La commission prend note également des témoignages de travailleurs présentés par la CLAT, qui se réfèrent à des pratiques de rétention des documents, de châtiments corporels, de tortures et de menaces de mort visant à dissuader ces travailleurs de quitter le lieu de travail.

La CLAT considère que la pratique du travail forcé dans le pays est intimement liée à la modernisation de l'agriculture et aux effets de l'action du système financier dans ce secteur.

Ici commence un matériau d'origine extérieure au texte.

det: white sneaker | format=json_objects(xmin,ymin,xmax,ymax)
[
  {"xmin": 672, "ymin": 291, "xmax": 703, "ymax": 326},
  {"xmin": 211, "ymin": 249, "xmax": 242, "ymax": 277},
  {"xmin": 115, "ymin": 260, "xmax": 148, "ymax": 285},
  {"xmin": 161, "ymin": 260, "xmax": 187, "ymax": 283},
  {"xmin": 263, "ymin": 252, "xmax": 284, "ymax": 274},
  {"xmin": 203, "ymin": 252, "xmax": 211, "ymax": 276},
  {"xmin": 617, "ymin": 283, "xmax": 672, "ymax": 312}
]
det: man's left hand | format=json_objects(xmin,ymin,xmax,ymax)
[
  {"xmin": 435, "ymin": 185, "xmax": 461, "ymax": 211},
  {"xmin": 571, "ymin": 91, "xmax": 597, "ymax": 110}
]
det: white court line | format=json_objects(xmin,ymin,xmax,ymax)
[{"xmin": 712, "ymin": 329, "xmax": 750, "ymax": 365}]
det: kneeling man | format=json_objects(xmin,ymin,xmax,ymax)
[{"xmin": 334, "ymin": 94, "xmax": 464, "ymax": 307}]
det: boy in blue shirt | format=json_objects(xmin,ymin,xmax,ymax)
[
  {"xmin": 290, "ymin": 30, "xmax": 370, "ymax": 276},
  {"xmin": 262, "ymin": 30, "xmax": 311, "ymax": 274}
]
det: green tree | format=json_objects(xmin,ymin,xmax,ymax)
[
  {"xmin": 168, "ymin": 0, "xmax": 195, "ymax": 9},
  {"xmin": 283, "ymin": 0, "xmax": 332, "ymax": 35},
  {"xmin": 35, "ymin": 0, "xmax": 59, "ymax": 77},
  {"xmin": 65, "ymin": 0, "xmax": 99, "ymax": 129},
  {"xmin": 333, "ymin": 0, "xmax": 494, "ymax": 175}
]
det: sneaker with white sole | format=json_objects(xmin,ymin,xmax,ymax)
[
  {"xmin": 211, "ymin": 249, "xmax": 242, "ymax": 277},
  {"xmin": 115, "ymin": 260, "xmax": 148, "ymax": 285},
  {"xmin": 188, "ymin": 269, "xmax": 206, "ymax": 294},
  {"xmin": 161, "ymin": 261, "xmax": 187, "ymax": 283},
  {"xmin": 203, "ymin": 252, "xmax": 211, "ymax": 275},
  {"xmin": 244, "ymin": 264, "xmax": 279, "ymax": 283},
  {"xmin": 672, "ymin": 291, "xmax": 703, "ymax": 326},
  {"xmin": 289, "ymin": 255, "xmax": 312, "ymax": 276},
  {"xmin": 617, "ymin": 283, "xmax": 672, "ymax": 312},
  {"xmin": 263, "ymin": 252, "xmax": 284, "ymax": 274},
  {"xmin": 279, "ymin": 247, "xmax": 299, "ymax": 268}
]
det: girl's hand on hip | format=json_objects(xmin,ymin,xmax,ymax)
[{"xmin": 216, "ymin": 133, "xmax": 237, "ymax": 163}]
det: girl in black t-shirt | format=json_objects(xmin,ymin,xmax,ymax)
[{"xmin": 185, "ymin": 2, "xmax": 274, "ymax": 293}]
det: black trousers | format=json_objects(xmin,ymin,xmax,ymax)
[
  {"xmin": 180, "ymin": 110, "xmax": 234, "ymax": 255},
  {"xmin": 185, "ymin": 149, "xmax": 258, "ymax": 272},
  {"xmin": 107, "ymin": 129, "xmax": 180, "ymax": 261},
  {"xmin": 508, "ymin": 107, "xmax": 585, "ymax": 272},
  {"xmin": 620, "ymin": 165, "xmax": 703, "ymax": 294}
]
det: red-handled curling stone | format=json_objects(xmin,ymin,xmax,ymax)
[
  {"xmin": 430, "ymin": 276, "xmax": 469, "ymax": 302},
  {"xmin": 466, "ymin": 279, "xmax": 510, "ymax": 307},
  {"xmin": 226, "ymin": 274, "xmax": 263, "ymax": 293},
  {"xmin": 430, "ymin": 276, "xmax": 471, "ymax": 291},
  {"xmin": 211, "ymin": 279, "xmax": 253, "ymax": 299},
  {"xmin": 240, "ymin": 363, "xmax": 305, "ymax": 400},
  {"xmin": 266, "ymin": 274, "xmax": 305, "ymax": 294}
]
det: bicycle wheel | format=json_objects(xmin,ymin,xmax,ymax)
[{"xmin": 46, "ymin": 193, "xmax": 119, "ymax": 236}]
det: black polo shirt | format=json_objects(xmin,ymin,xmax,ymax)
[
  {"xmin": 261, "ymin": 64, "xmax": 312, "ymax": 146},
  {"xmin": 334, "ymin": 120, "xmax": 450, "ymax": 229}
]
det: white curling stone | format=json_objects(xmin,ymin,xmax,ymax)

Avec les objectifs de modernisation et de développement de la région, les mesures fiscales d'encouragement ont attiré vers ces zones rurales d'importants groupes financiers et industriels, qui pouvaient bénéficier de réductions d'impôts allant jusqu'à 50 pour cent à condition d'investir les deux tiers de l'économie ainsi réalisée dans des projets agricoles ou industriels en "Amazonie légale". Au nombre de ces investisseurs ont été cités plusieurs groupes bancaires nationaux: Bradesco, BCN (Banco de Crédito Laboral), Banco Real, Banco Bamerindus, ainsi que des multinationales comme Volkswagen, Nixdorf et Liquigaz. Du fait que le volume des ressources accordées dépendait de l'ampleur des territoires considérés, ces projets ont entraîné un financement de la grande propriété foncière, avec une aggravation consécutive du problème de la concentration des terres, favorisant en fin de compte l'exploitation des travailleurs ruraux. L'organisation plaignante cite à titre d'exemple le cas des exploitations Reunida et Alto Rio Capim, propriétés de Bradesco, où l'on a constaté l'existence d'un travail en esclavage. Cette organisation signale une forte concentration de cas de "travail en esclavage" dans des zones où ont été développés des projets tels que le programme Carajas, à l'initiative de la Banque mondiale.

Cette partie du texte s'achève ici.